Jej zawarcia żądają też radni: Sylwester Tułajew (PiS), Stanisław Podgórski (PO) i Jan Gąbka (SLD), którzy złożyli projekt uchwały w tej sprawie. Głosowanie jutro. Radnych, których prosił o pomoc Gumieniczek ciężko nazwać sympatykiem prezydenta. – Tu nie ma polityki, to troska o mieszkańców – mówi Podgórski.
– 10-letnia umowa uniemożliwi nam wpływ na rewitalizację tego terenu – odpowiada Żuk. Wiosną ma być gotowy plan zagospodarowania terenu, z którym prezydent ma szukać inwestorów. – O Podzamcze pytają wielkie firmy – dodaje. I podkreśla, że długich umów nie zawierał też z innymi dzierżawcami miejskich działek: spółką Bazar i właściciele hali Nova.
LFOZ ma inną propozycję: zapis, że umowa wygasa, jeśli miasto znajdzie inwestora. Ratusz musiałby zwrócić fundacji zainwestowane przez nią w nieruchomość pieniądze, ale Gumieniczek proponuje, by przerzucić to na inwestora.
– Dzierżawca nie będzie nam określać warunków przyszłych działań. To miejsce wszystkich lublinian – podkreśla Żuk. Obecna umowa z fundacją wygasa jesienią, kolejną Ratusz chce zawrzeć tylko na rok. Petycję do radnych "o dalsze utrzymanie przez LFOZ targowiska i dworca BUS przy Ruskiej” podpisało od piątku 1300 osób. Prezes twierdzi za to, że może nawet zrezygnować z prowadzenia targu, a zależy mu głównie na dworcu busów, który – jak utrzymuje – przynosi rocznie 200 tys. zł zysku, podczas gdy targ jedynie 50 tys. zł.
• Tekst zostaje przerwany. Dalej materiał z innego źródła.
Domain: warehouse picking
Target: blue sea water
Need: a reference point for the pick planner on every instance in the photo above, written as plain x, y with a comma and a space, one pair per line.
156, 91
Ponadto Gumieniczek twierdzi, że miasto dyskryminuje fundację, m.in. poprzez odebranie jej 9 billboardów, na których wynajmie zarabiała 1200 zł miesięcznie. Okazuje się jednak, że billboardy były użyczone na podstawie… ustnej umowy z 1997 r., a fundacja zarabiała na nich, miastu nie płacąc ani grosza.